According to Friedland, Talansky told him, “I bet on the right horse. All politicians have their hands in someone’s pockets.”
Olmert’s lawyer, Nevot Tel- Tzur interrupted Friedland’s testimony to remind the court that the witness and Talansky were on bad terms.
Friedland went on say that he and his partner never got along well, but that the final break came when he was told by his son-in-law and by the secretary Sabrina Bicic, who was allegedly directly involved, that Talansky had brought an envelop of money into the office, asked Bici to count it and then had it sent by Fed-Ex to Olmert’s office in Israel. The envelop contained $10,000, he said.
Friedland added that he had blasted Talansky for involving Kool-Tech in his relations with Olmert, including sending the envelop at the company’s expense.
During cross-examination, Tel-Tzur pointed out that Bicic had denied Friedland’s description of these events during testimony before the US Federal Bureau of Investigation on July 8, 2008.
“Bicic does not specifically recall Talansky ever mentioning the name Ehud Olmert,” read the testimony summary.
“Bicic does not specifically recall a Federal Express envelop or package that was sent by Kool-Tech to Ehud Olmert in Israel.”
The defense attorney was in a complicated situation. On the one hand, he wanted to prove to the court that Friedland was an unreliable witness when it came to his testimony that incriminated Olmert. On the other hand, he wanted to stress that it was reliable when it came to Friedland’s allegations against Talansky – the state’s key witness in this affair.
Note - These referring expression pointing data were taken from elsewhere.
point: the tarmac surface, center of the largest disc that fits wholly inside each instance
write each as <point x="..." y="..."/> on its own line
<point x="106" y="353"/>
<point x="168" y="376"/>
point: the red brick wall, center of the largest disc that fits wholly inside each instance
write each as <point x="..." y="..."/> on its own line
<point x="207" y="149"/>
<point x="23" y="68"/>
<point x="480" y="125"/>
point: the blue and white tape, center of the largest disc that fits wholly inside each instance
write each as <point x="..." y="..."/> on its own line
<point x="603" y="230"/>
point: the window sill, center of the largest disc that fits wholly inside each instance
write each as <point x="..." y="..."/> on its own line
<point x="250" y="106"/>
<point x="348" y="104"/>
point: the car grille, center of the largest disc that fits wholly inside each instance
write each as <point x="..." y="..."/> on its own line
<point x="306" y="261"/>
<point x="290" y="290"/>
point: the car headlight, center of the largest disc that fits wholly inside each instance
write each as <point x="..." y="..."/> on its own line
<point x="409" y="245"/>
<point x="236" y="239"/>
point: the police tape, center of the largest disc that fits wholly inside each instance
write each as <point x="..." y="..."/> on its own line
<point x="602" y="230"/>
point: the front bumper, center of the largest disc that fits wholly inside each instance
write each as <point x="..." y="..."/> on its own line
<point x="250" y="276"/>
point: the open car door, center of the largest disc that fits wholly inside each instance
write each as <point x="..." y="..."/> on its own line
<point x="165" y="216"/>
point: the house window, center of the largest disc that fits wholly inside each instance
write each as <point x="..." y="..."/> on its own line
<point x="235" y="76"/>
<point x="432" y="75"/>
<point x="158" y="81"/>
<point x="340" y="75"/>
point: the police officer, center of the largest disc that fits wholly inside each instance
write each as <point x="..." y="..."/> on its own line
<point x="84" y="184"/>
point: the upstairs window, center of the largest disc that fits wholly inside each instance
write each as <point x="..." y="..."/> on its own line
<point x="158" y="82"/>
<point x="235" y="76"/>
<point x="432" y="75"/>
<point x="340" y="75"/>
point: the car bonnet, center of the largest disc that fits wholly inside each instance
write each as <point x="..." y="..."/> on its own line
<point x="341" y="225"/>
Regarding Friedland’s story about the alleged Fed-Ex envelop, Olmert’s public relations team wrote, “This is a hallucinatory story. If someone wants to send money illegally, he won’t do it in a Fed- Ex envelop which is documented and registered, and he won’t send the envelop to a minister’s office, where it will be opened by the secretary in front of everyone. Furthermore, the police could not prove this ridiculous claim.
The secretary of Kool-Tech, and the secretaries in the minister’s office all said in their testimony that nothing like this ever happened, as did the Fed-Ex delivery person in the Ministry of Industry, Commerce and Employment.”
As for Friedland, Olmert’s team wrote, “By bringing Friedland today, the state prosecution has turned the trial into a circus in which it is not the facts that speak but tall stories that belong around the campfire rather than in court.”